For seven years, Angela Hill captured her young muse, Sylvia, at different moments of her adolescence.
Angela Hill is the co-founder of London's favourite independent bookstore IDEA. Alongside David Owen, she's been in the business of collecting and selling ultra-rare, ultra-out-there photo books since the late 1990s, when the pair were first enlisted to stock vintage tomes in the now-closed (but forever revolutionary) Colette store in Paris. These days, in addition to their incomparable offering of collectable books — stocked online and in Dover Street Market — the pair are also the minds behind some of the most spectacular new visual titles to have come out of the last decade. With a library of artists that includes Collier Schorr, Davide Sorrenti, Willy Vanderperre, Glen Luchford, and Nadia Lee Cohen in their publishing wing, it's fair to say that when it comes to photo books, no one's touching IDEA.
What some might not know about Angela, though, is that she's an incredibly gifted photographer herself. This month, after years of bringing other artists' books to life, she is at long last to release her first publication with her name on the cover. Titled Sylvia, the book in question is a tender years-long study of one girl, Sylvia Mann, who Angela photographed intermittently through the late 90s and early 00s for magazines like Dazed, EXIT, and Purple. Rendered in dreamy, pared-back portraits shot in her family home and the wild woodlands which surround it, the project charts Sylvia between the pivotal ages of 11 to 18, as she transforms from a child into a young woman. An exercise in pure photographic simplicity, the resulting book is a heartfelt document of girlhood and all its various phases of awkwardness, joy and self-discovery.

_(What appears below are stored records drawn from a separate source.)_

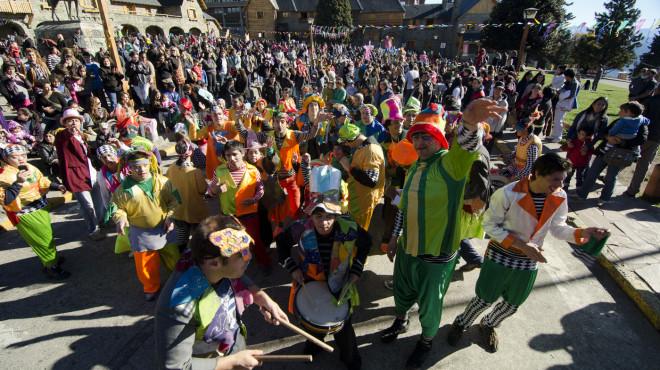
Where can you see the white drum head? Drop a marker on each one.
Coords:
(315, 304)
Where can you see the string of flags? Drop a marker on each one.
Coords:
(541, 28)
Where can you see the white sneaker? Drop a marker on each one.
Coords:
(96, 235)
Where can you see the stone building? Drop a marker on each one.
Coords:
(36, 19)
(455, 39)
(266, 17)
(232, 14)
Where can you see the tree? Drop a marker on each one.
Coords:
(651, 59)
(611, 43)
(541, 47)
(334, 13)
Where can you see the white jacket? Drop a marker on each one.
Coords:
(512, 213)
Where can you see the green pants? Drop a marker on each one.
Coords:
(496, 280)
(35, 228)
(425, 283)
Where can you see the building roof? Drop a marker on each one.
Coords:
(153, 3)
(465, 6)
(421, 11)
(364, 6)
(171, 2)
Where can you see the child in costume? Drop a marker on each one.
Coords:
(145, 204)
(518, 220)
(23, 190)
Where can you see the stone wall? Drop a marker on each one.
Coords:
(261, 17)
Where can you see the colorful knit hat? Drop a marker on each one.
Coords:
(412, 106)
(371, 107)
(186, 104)
(348, 132)
(430, 121)
(69, 114)
(391, 109)
(231, 241)
(312, 98)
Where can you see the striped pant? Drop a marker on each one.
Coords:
(495, 281)
(493, 319)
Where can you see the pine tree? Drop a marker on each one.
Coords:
(611, 43)
(540, 48)
(334, 13)
(651, 59)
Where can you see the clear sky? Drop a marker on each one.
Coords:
(584, 10)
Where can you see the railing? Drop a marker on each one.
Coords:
(16, 7)
(135, 12)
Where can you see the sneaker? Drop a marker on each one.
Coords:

Angela's no bells and whistles approach to image-making is described best by artist Nadia Lee Cohen, who has published two perpetually sold out books with IDEA and authors the foreword to Sylvia. In it, she writes: "Angela Hill may not dress like a punk, but to me, she takes photos like one. Her team is non-existent, no make-up, lighting, styling, devoid of the usual paraphernalia. Angela just shows up with her camera, probably wearing a cap, jeans and maybe something from Hermès slung over her shoulder. What I'm trying to say is that Angela Hill isn't really a pre-planner, and to me, this is a magical fairy-like quality of which I am forever envious."